Beating ‘brute force’

“Hyperpolarized bio-molecules can be injected into patients and travel to tumor sites where they can be monitored in real-time using MRI, or hyperpolarized gases could be inhaled for MRI imaging of the lungs and their function.”

Research team leader Lloyd Hollenberg, the University of Melbourne’s chair of physics, says their quantum technology approach to hyperpolarization is relatively simple in terms of the equipment involved, and has the potential to produce clinically relevant amounts of contrast agents at very high polarization level.

Typical “brute force” approaches to hyperpolarization of the nuclear spins in contrast agent molecules involve placing the sample in very high magnetic fields at very low temperatures – the higher the field, the more spins line up. At room temperature in an MRI machine at the largest magnetic fields considered safe, the level of polarization is extremely low—perhaps 1 spin per million—and dictates the resolution limit of MRI.

“In our experiment, we achieved a polarization level of around 50 percent for polymer molecules on the diamond surface—this is the first time it has been achieved using the diamond-based quantum technology,” says Hollenberg.

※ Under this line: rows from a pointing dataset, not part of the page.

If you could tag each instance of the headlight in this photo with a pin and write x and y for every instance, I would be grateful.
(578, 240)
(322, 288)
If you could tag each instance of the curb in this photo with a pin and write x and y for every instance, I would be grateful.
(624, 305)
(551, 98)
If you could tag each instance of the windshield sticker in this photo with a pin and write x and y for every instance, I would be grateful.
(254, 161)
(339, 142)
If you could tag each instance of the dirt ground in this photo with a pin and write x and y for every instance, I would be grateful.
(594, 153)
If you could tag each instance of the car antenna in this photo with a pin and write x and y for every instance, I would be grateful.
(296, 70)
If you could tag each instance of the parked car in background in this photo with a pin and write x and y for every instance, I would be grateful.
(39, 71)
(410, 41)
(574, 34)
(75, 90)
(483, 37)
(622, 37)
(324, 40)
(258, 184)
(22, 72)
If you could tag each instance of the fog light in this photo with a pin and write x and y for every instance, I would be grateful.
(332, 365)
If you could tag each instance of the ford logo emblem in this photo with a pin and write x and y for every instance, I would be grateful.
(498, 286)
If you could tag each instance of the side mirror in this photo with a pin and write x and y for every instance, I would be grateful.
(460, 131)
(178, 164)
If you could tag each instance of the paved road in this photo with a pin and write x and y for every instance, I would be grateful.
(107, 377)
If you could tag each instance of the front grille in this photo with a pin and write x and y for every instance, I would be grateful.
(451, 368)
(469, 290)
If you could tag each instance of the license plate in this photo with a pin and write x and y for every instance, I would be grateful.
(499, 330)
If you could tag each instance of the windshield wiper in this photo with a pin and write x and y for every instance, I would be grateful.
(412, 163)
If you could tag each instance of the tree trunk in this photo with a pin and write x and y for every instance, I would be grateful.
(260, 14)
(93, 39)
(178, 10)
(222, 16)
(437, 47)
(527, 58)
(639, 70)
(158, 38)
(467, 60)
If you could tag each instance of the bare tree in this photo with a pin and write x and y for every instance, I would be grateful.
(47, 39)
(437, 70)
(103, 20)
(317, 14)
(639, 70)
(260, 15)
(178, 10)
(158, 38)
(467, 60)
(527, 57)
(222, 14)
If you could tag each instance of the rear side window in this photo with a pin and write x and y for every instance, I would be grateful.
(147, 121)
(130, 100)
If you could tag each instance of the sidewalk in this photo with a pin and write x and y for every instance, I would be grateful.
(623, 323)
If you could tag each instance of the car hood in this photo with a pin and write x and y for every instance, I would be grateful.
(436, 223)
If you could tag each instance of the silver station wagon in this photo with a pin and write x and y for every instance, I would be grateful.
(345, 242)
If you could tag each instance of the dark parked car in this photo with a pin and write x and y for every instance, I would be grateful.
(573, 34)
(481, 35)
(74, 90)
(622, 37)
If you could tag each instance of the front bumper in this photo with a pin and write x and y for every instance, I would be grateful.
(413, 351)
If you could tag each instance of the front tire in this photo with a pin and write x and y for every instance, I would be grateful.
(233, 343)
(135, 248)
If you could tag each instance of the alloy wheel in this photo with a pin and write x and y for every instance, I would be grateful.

“To put it in context, achieving the same level of polarization by brute force we’d need to increase the power of a typical MRI field by a factor of 100,000, and you’re only going to find fields like that in a neutron star.”

While other techniques for hyperpolarization do exist, Hollenberg says the required infrastructure can rival the cost of the MRI machine itself.

Indeed, team member and PhD student David Broadway says their technique “achieves excellent results using fridge magnets and some atomic-level quantum mechanics”.

Green NV systems

That bit of quantum mechanics refers to the remarkable quantum properties of a naturally occurring defect in the lattice of diamond crystals known as the nitrogen-vacancy center (NV). What makes the NV defect special is that the spin of electrons inside the defect are quantum mechanical and can be lined up, or polarized, by illuminating it with a green laser.

“We optimize how the polarized NV center talks to, and effectively transfers its spin state to, the nuclear spins of molecules outside the diamond to line them up.

“In a sense, the quantum probe extracts random spin disorder from the (“hot”) target molecules to produce a (“cold”) spin-aligned state,” say. Hall, who came up with the theoretical concept.

To create a better clock, apply this quantum ‘magic trick’

Hall says this quantum mechanical transfer, which was demonstrated using a single quantum NV defect, could be used for solutions of bio-molecules passed over a green-lit diamond sheet containing many of these NV systems.

“Because we don’t modify the contrast agents beyond the polarization of their nuclear spins, this process doesn’t affect the biology or the physiology of a person in any way,” says Hall.

The key challenge now is for the researchers to scale-up the “quantum hyperpolarization” system to create sufficient volumes of contrasting agent molecules without the hyperpolarizing quantum NV probes being too closely packed and disrupting each other.

“If we can tick that box, we can then think about polarizing volumes of MRI contrast agents to a high level for use in MRI scanners found in research labs and hospitals,” says Hollenberg.